Track errors on 3rd party systems or memory
Another thing that you need to deal with is how you’ll handle the error tracking, the first obvious option is to trust in 3rd party service like a redis
database, you’ll only need a key to increment with TTL. But with this approach you’ll create a shared resource, that is an antipattern of stability too, if your redis
goes down your entire application will go down too?

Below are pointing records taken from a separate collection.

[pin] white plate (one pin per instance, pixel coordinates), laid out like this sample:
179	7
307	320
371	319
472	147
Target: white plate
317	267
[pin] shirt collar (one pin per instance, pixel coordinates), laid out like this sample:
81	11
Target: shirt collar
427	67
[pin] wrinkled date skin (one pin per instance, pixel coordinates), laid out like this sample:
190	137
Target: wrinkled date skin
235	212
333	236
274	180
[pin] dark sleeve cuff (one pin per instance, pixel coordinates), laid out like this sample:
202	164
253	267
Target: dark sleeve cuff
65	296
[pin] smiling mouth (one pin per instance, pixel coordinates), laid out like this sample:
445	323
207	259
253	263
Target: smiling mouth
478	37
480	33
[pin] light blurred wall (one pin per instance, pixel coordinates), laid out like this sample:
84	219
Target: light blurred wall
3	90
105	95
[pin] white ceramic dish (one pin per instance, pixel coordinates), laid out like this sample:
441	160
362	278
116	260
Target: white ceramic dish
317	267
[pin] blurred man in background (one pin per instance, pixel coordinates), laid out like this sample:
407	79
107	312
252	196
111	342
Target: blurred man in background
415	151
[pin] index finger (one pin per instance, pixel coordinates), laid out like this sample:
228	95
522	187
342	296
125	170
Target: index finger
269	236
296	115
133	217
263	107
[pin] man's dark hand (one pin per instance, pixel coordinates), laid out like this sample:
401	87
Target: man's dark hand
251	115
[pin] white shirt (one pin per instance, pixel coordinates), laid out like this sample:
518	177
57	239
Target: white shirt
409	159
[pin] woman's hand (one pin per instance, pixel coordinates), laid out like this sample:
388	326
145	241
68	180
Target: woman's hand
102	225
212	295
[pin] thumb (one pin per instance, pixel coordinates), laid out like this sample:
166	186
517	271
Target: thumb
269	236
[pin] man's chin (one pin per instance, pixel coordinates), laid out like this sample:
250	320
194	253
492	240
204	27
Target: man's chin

You’ll deal with the famous “Quis custodiet ipsos custodes?“ because your connection with redis
will be not faulted tolerant.

The second option is to save this error tracking in memory, you have some kind of structure that stores the count and the timing, but when working with an application handling a lot of operations you can have memory problems storing this structures in memory, I know that for 95% of the cases this is not a problem today, but if you’re dealing with low memory applications it may be a problem.
In some cases, you may want to use the Redis way for some reason, in this case, I recommend using a memory circuit breaker to watch the redis
connection, in other cases I think in memory track the best way to solve this problem.
Observability
Observability is another important thing when working with a circuit breaker too, if your circuit opens, it can save your application for some errors, but the true magic stands when this information can be used by your stakeholders and by other applications to change its behavior automatically, for example, if your circuit that handles your 3rd payment partner closes you can hide your payment tab in the mobile app.
You need to provide the status of your circuits (or a group of them, like, all circuit that handles some 3rd partner or critical operation when saving an invoice) somewhere, it can be simple as providing it in your healthcheck
route, but when providing it in an endpoint it can lead to some problem if another application needs to check your circuit breaker status every time that will do an operation.
A good approach is to put a notification message at your favorite message broken, if an application is interested in this message it reads and takes its own decisions. Another solution that can be considered is building a “circuit breaker control pane” an application that knows the state of all circuit breakers of your company, but it will lead you to a great bus factor issue.
It’s important to show the circuit breaker switching is states and actual states for human too, and will be good to put it in your Grafana, in some cases a bot that notifies your Slack channel, and integrates it with your alarm system like OpsGenie.

Service Mesh
Code a circuit breaker logic for all applications can be frustrating and even if you’re using a library it can be boring to install it and set up in every application, thinking about that all that boring stuff about repeated logic in the application level, service mesh was created and one thing that almost all service mesh system has in its sidecars is the circuit breaker, if you’re using any service mesh, you don’t need to code it at the application level.
But I know that service mesh technologies is not a reality for a lot of companies today, and start putting your circuit breakers at code level can be a good way to start using it.
Conclusion
The circuit breaker is a good pattern that can bring to your applications an improvement in its stability. It’s worth to start using it and launch a stability culture at your companies if it hasn’t already.